Rodrigo Chaves: Venezuela hat eine sehr hohe Marginalisierungsrate, denn obwohl es ein sehr reiches Land ist, wurde es von sehr kleinen wirtschaftlichen und politischen Gruppen verwaltet. Dann kam es zu einem Bewusstseinsprozess der Ausgeschlossenen, der schließlich Hugo Chavez Frias ins Präsidentenamt brachte. Daraufhin begann der Wiederaufbau eines völlig ausgeplünderten und verelendeten Staates, der Prozess der Wiedererlangung des Selbstbewusstseins der Bevölkerung, der Achtung des "Bürger sein", der Aufbau eines Rechtsstaates und sozialer Gerechtigkeit, die Verteilung der staatlichen Ressourcen zu Gunsten der gesamten Bevölkerung und nicht nur zu Gunsten sozialer Eliten. Das hat denjenigen natürlich nicht geschmeckt, die während ihrer Demokratie über 400 Milliarden Dollar aus dem Land gesaugt hatten, die den Großteil der staatlichen Betriebe zu Grunde richteten und privatisierten, die alles für den Neoliberalismus und die kapitalistische Globalisierung vorbereiteten.

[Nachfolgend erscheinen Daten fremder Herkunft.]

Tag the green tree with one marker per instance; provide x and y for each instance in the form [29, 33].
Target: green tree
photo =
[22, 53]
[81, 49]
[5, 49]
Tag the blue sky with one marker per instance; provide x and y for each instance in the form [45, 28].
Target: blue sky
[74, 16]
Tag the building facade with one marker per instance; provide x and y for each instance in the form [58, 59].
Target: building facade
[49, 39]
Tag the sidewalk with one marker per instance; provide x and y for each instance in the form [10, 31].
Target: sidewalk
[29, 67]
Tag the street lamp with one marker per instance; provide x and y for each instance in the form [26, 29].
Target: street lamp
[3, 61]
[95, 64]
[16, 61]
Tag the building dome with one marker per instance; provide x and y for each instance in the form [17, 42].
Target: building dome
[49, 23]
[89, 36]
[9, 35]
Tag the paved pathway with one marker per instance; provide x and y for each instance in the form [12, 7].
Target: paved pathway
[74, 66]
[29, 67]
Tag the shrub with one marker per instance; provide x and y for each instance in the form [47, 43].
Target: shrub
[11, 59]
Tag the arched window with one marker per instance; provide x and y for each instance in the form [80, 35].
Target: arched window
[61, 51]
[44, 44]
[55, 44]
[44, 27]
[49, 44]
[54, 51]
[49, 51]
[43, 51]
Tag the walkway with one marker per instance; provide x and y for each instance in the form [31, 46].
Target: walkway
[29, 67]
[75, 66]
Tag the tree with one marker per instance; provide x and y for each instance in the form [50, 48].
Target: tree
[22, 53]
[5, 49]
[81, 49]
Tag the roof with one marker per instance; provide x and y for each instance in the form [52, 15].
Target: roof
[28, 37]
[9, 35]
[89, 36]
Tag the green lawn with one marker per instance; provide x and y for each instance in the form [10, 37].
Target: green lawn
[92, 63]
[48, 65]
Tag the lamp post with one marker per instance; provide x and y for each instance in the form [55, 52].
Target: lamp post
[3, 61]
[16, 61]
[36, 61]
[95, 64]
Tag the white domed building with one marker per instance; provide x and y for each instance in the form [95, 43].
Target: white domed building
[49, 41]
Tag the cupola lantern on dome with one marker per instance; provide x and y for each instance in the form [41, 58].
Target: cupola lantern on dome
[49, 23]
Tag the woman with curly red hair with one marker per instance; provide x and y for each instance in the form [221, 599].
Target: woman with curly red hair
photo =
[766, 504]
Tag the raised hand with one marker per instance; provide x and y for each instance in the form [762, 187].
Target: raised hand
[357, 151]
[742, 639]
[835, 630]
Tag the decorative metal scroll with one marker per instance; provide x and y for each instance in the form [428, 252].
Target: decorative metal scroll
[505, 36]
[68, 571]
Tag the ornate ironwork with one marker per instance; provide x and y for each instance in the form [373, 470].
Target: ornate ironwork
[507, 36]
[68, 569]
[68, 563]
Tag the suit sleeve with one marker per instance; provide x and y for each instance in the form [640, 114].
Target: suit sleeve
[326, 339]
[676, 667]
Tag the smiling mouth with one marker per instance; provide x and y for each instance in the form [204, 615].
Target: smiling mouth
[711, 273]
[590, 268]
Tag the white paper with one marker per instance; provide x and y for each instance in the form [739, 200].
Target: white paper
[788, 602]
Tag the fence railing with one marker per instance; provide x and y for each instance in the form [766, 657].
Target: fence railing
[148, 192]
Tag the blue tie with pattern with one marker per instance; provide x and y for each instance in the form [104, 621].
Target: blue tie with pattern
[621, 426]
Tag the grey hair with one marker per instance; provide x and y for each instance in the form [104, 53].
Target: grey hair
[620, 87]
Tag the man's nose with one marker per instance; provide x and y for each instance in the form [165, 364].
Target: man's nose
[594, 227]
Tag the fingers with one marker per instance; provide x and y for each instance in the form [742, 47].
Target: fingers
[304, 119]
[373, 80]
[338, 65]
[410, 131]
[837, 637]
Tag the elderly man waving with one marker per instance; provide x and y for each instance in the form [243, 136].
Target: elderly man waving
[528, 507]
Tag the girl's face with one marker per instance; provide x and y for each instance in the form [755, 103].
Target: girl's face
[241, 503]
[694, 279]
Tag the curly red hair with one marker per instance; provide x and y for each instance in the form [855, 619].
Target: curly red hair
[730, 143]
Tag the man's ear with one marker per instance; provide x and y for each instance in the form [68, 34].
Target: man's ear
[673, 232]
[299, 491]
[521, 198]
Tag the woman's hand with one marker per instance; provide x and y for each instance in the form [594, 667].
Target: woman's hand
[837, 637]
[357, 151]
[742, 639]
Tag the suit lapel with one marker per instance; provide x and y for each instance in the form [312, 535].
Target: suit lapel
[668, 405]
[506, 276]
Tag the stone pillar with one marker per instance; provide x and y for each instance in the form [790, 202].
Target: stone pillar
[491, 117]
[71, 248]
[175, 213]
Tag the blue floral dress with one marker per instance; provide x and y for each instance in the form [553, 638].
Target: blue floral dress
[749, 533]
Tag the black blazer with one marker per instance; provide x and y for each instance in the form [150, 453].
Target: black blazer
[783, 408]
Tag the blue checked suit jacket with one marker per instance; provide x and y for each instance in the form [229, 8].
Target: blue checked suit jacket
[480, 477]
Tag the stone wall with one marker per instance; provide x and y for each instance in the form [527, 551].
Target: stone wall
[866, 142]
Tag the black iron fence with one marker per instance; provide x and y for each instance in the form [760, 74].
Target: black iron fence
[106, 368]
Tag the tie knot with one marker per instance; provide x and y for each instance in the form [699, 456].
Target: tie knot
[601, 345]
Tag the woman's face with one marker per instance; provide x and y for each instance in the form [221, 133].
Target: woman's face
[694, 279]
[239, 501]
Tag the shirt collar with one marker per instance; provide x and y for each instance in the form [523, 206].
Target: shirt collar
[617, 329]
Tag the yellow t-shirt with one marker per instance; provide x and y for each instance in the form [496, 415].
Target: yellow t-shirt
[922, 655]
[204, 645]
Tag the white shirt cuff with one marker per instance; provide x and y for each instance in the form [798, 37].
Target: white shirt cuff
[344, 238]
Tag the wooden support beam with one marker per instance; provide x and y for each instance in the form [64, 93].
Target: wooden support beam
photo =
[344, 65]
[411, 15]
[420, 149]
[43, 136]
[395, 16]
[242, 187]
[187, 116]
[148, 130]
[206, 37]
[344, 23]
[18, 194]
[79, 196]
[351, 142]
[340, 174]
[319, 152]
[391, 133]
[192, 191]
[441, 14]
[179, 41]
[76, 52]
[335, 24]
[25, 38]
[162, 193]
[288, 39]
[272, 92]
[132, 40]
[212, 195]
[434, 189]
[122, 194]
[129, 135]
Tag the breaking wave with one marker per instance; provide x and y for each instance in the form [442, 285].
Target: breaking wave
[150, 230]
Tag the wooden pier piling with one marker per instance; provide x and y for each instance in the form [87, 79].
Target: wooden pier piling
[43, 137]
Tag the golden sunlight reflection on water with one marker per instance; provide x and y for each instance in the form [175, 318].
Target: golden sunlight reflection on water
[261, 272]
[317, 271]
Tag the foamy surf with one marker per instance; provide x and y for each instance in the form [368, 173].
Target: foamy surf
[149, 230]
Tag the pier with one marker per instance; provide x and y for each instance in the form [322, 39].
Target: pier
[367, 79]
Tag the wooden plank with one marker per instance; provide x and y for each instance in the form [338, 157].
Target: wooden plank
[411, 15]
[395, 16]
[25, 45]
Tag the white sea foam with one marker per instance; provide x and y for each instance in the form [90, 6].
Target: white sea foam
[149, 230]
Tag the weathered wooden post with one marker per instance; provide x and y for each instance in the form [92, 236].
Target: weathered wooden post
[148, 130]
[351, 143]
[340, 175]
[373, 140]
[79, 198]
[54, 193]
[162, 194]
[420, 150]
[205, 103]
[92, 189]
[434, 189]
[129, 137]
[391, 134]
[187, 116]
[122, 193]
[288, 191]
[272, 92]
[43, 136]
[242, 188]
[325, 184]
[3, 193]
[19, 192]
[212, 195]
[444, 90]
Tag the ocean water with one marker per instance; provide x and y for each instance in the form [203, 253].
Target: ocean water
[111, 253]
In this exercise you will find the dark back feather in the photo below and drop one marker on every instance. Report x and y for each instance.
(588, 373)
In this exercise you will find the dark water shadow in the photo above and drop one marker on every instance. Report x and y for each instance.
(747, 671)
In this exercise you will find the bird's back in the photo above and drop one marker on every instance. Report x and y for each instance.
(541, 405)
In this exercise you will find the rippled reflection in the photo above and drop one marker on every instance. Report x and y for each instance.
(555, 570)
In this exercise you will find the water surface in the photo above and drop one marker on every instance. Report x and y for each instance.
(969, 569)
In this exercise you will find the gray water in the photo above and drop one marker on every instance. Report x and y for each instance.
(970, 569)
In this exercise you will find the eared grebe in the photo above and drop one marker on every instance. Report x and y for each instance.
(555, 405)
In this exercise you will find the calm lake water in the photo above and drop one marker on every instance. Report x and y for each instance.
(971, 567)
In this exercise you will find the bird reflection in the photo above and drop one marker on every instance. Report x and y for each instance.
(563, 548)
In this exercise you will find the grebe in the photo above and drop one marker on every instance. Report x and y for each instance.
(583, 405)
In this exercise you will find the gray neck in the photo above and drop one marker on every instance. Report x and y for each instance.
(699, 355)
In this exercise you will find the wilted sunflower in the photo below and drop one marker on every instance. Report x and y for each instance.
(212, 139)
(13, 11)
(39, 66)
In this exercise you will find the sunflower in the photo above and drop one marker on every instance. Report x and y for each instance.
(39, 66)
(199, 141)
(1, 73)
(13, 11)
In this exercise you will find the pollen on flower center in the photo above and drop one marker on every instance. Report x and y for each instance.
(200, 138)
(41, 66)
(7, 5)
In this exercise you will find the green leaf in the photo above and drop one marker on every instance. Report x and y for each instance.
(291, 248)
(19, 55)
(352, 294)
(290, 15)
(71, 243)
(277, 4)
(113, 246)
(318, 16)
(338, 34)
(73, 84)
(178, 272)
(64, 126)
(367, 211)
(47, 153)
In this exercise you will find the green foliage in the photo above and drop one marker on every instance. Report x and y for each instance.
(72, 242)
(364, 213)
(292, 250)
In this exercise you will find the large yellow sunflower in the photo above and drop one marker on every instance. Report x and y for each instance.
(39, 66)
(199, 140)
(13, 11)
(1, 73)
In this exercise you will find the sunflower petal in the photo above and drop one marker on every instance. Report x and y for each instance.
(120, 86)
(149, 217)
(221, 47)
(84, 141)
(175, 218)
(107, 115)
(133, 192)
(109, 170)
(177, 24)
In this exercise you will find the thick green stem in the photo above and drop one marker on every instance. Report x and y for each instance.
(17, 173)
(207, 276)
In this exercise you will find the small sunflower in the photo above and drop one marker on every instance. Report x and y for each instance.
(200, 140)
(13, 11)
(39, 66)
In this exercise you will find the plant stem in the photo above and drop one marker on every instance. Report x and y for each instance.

Seit Wochen hat sich eine Gruppe am Putsch beteiligter Militärs in Uniform auf einem Platz versammelt und ruft zum Sturz der Regierung auf. Warum wird nicht eingegriffen?

Rodrigo Chaves: Das muss im internationalen Kontext betrachtet werden. Es stimmt wohl, dass so etwas nirgendwo auf der Welt erlaubt werden würde, aber wir wissen genau, dass dann, wenn wir dort eingreifen würde, dies sofort für viele Staaten, die US-amerikanischen Interessen folgen, ein Grund wäre, Maßnahmen gegen Venezuela zu ergreifen. Es wird ständig versucht, irgendwelche vermeintlichen Gründe für ein Vorgehen gegen Venezuela zu finden.

Auch gegen die offensichtlichen Falschmeldungen der Fernsehsender, die ja sogar den Putsch medial inszenierten, wird nichts unternommen...

Rodrigo Chaves: Venezuela ist wahrscheinlich das Land mit der weitgehendsten Pressefreiheit in der Welt und dennoch sind wir bei dem Internationalen Presse Institute unter Beobachtung. Man kann sich vorstellen, was passieren würde, wenn wir eine Zeitung anrühren oder auch nur einem Journalisten etwas tun würden! Und das in einem Land, in dem es vorher durchaus üblich war, Zeitungen zu schließen und Journalisten zu verhaften, die sich gegen die Regierung äußerten. Heute, wo es das nicht mehr gibt, wird behauptet, es gäbe keine Pressefreiheit. Das ist Folge des Medienzirkus, der das Land auch vieler Möglichkeiten beraubt, dem Gesetz nach vorzugehen. Aber das sind Etappen des Prozesses.